Mentre si annuncia la nomina di Jonas Kaufmann a nuovo direttore artistico, a Erl volge al termine la produzione del Ring wagneriano con la regia di Brigitte Fassbaender e Siegfried convince sotto tutti i punti di vista.

ERL, 8 luglio 2023 - Di recente abbiamo sentito parlare molto del festival di Erl in Tirolo. In maniera negativa, qualche anno fa; in relazione a un nome assai celebre, più recentemente. Tanto da spingere ad attraversare il fiume Inn e andarlo a vedere.
Il festival è noto soprattutto per le sue rappresentazioni delle grandi opere di Richard Wagner. Il programma di quest'anno comprende Siegfried e Götterdämmerung, entrambe con la regia di Brigitte Fassbaender e la direzione di Erik Nielsen.
Non si sa da dove iniziare, tanto sono ricche di contenuti queste opere, nel caso specifico Siegfried: si può leggere come una critica al capitalismo, o come una storia di famiglia, o come un romanzo di iniziazione, o come niente e lasciare che la musica e il simbolismo del libretto facciano il loro lavoro.
Poiché la sala è stata originariamente progettat per le rappresentazioni della Passione, non dispone di una buca. L'orchestra è quindi situata sul fondo del palcoscenico, visibile ma discreta dietro un velo. Le proiezioni video su questo velo e sulle pareti a destra e a sinistra del palcoscenico conferiscono diversi aspetti al palcoscenico, che per forza di cose non ha un'area di retroscena.
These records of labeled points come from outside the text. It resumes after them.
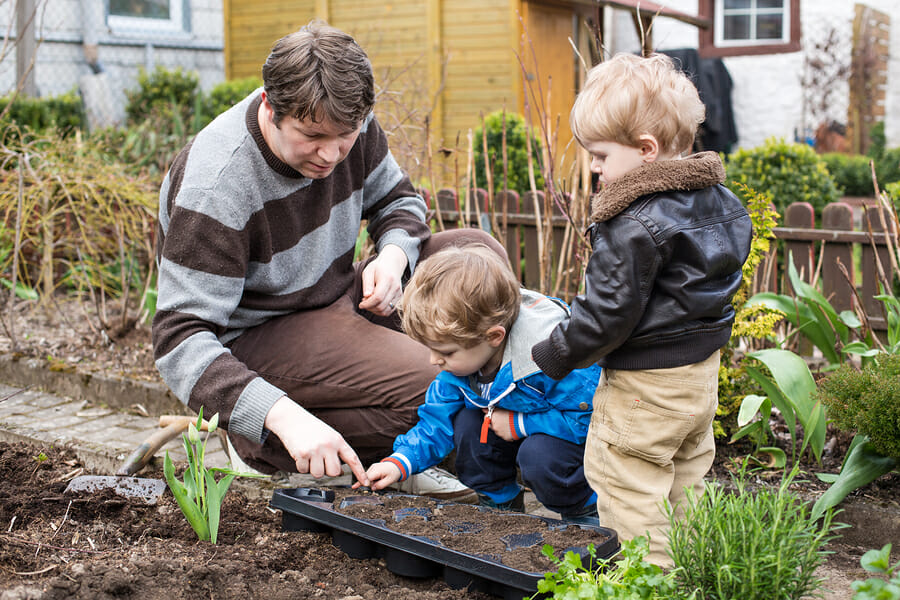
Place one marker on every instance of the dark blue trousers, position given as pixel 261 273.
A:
pixel 551 467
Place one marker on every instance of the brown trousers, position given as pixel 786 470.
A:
pixel 352 369
pixel 650 438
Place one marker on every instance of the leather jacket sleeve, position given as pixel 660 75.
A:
pixel 623 266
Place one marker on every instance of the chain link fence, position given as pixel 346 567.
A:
pixel 97 48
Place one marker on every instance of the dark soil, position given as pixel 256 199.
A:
pixel 98 546
pixel 54 545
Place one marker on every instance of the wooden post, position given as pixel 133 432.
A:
pixel 838 216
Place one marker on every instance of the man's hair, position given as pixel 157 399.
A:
pixel 457 294
pixel 628 96
pixel 317 73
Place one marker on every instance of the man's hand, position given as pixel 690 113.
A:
pixel 382 281
pixel 500 424
pixel 316 447
pixel 381 475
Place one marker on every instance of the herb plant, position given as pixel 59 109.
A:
pixel 874 588
pixel 629 577
pixel 748 544
pixel 200 496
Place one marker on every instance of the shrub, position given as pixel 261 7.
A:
pixel 851 173
pixel 167 93
pixel 223 96
pixel 65 113
pixel 748 544
pixel 516 153
pixel 887 167
pixel 789 172
pixel 867 401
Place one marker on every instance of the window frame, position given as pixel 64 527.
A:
pixel 175 24
pixel 711 44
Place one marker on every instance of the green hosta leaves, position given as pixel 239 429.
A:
pixel 862 465
pixel 199 495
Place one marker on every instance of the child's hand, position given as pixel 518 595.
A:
pixel 381 475
pixel 501 424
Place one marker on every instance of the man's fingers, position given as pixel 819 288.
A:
pixel 349 456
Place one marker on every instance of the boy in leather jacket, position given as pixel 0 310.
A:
pixel 490 401
pixel 668 243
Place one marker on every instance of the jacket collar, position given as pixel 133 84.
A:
pixel 694 172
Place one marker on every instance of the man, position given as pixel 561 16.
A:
pixel 262 315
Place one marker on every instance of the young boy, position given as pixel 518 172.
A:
pixel 490 401
pixel 668 244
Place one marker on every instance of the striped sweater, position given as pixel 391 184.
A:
pixel 243 237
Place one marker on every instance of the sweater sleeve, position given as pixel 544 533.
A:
pixel 395 211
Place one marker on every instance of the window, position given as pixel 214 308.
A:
pixel 149 16
pixel 750 27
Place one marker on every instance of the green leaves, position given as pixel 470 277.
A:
pixel 862 465
pixel 625 576
pixel 199 495
pixel 878 561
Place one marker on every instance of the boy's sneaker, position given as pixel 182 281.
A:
pixel 435 483
pixel 517 504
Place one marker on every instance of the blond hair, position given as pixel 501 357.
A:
pixel 629 96
pixel 457 294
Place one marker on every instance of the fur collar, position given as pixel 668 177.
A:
pixel 694 172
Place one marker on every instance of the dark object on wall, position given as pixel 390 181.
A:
pixel 718 132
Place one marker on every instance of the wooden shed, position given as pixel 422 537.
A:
pixel 452 61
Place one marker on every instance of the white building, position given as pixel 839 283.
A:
pixel 98 46
pixel 767 47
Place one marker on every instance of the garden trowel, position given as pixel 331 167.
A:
pixel 141 488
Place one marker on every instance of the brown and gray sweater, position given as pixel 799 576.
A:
pixel 243 237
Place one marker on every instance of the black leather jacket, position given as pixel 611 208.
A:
pixel 668 245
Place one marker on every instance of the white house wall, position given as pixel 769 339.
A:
pixel 61 65
pixel 767 95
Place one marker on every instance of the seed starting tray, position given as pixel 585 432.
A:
pixel 312 509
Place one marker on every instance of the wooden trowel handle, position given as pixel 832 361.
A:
pixel 144 453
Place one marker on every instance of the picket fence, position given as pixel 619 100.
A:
pixel 853 226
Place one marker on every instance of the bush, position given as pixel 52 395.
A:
pixel 748 544
pixel 170 94
pixel 851 173
pixel 516 153
pixel 867 401
pixel 225 95
pixel 65 113
pixel 789 172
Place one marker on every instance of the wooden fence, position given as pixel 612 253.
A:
pixel 849 228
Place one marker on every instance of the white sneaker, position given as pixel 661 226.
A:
pixel 436 483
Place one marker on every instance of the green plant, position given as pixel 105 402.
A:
pixel 748 544
pixel 163 92
pixel 867 401
pixel 789 172
pixel 812 316
pixel 874 588
pixel 199 495
pixel 627 577
pixel 851 172
pixel 751 322
pixel 789 386
pixel 63 113
pixel 516 159
pixel 225 95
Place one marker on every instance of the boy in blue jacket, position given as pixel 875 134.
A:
pixel 491 401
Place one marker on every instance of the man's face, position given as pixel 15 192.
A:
pixel 312 148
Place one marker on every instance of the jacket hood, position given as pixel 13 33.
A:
pixel 694 172
pixel 538 316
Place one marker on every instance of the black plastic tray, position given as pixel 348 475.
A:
pixel 312 509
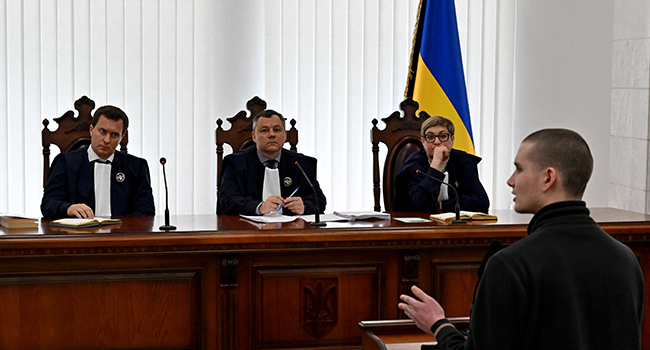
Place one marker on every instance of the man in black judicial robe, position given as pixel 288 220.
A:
pixel 243 174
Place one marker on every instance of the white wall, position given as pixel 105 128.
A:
pixel 563 71
pixel 177 66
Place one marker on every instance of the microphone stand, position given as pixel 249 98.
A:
pixel 166 226
pixel 316 221
pixel 457 207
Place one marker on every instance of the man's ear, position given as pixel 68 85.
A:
pixel 550 178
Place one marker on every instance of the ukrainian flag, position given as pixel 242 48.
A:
pixel 436 80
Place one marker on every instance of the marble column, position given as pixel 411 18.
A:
pixel 629 181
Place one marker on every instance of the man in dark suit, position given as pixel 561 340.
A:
pixel 96 180
pixel 566 285
pixel 260 179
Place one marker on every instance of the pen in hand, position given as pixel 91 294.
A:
pixel 291 195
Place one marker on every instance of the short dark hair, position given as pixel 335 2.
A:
pixel 268 113
pixel 112 113
pixel 566 151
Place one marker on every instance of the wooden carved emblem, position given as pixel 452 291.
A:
pixel 318 305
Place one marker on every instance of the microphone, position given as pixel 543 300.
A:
pixel 494 248
pixel 458 220
pixel 316 222
pixel 166 226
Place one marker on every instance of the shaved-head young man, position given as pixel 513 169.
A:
pixel 265 179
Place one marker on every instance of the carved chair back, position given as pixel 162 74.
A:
pixel 72 132
pixel 239 136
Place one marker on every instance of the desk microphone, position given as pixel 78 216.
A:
pixel 166 226
pixel 316 221
pixel 494 248
pixel 458 220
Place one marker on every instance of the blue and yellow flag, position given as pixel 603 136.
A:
pixel 436 80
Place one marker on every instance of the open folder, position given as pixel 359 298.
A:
pixel 76 222
pixel 464 215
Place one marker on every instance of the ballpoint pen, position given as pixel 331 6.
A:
pixel 291 195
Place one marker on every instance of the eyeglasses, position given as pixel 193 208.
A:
pixel 431 137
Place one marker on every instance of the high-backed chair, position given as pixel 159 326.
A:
pixel 241 127
pixel 72 132
pixel 402 137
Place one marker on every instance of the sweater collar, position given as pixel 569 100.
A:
pixel 557 209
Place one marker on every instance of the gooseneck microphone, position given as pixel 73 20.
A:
pixel 166 226
pixel 316 221
pixel 458 220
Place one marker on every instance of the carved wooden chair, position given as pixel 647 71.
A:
pixel 402 137
pixel 72 132
pixel 241 127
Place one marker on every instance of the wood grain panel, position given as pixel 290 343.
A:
pixel 281 303
pixel 100 311
pixel 134 302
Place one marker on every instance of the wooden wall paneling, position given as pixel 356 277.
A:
pixel 103 305
pixel 311 301
pixel 454 276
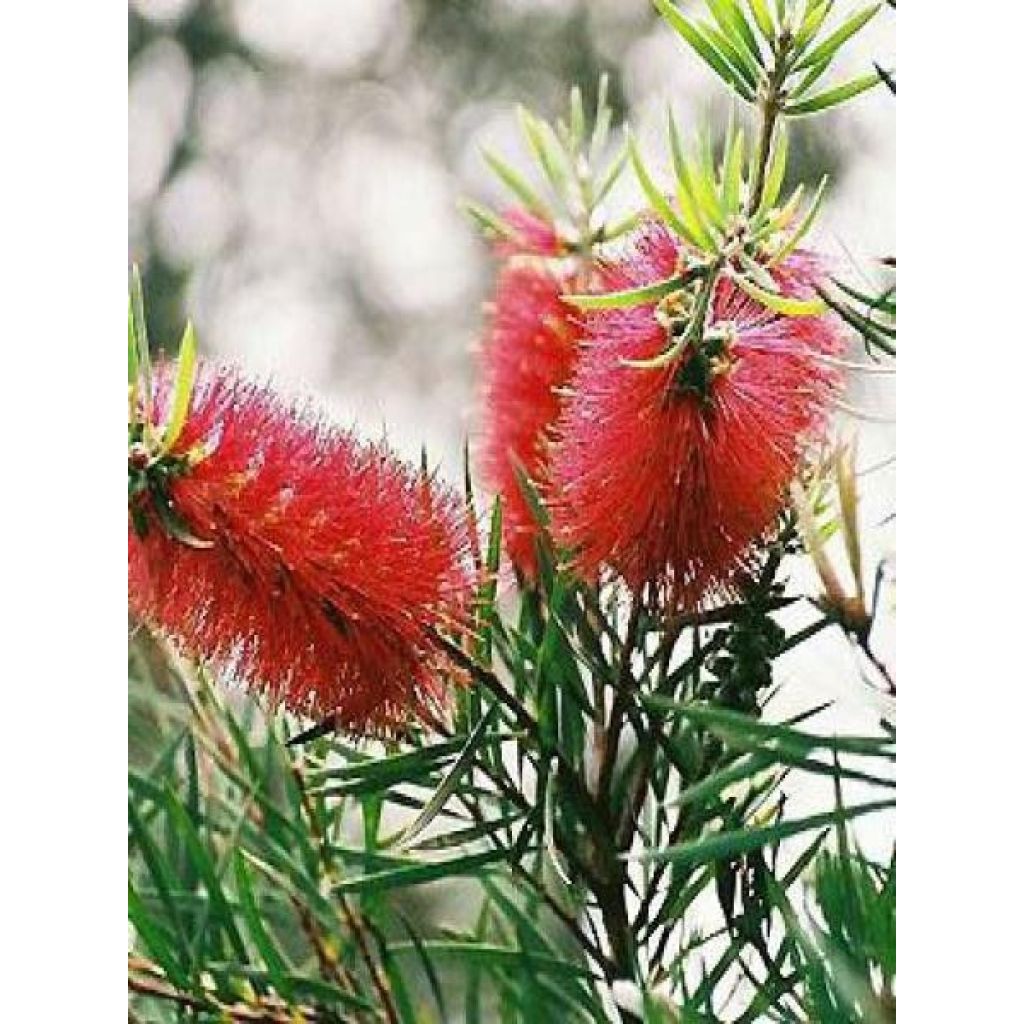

La scenografia e i costumi di Kaspar Glarner rimarranno sobri e senza tempo, come si addice a un'opera proveniente da chissà dove. 

Sigfrido, ad esempio, è rappresentato come una figura sobria e senza pretese, con pantaloni neri, maglietta turchese e gilet di pile. I nani, Mime e Alberich, indosseranno tute sporche, in quanto fabbri; Wotan, invece, è molto elegante con cappotto e abito grigio, cappello e lunghi capelli d'argento. Anche le signore appariranno in ampi abiti eleganti.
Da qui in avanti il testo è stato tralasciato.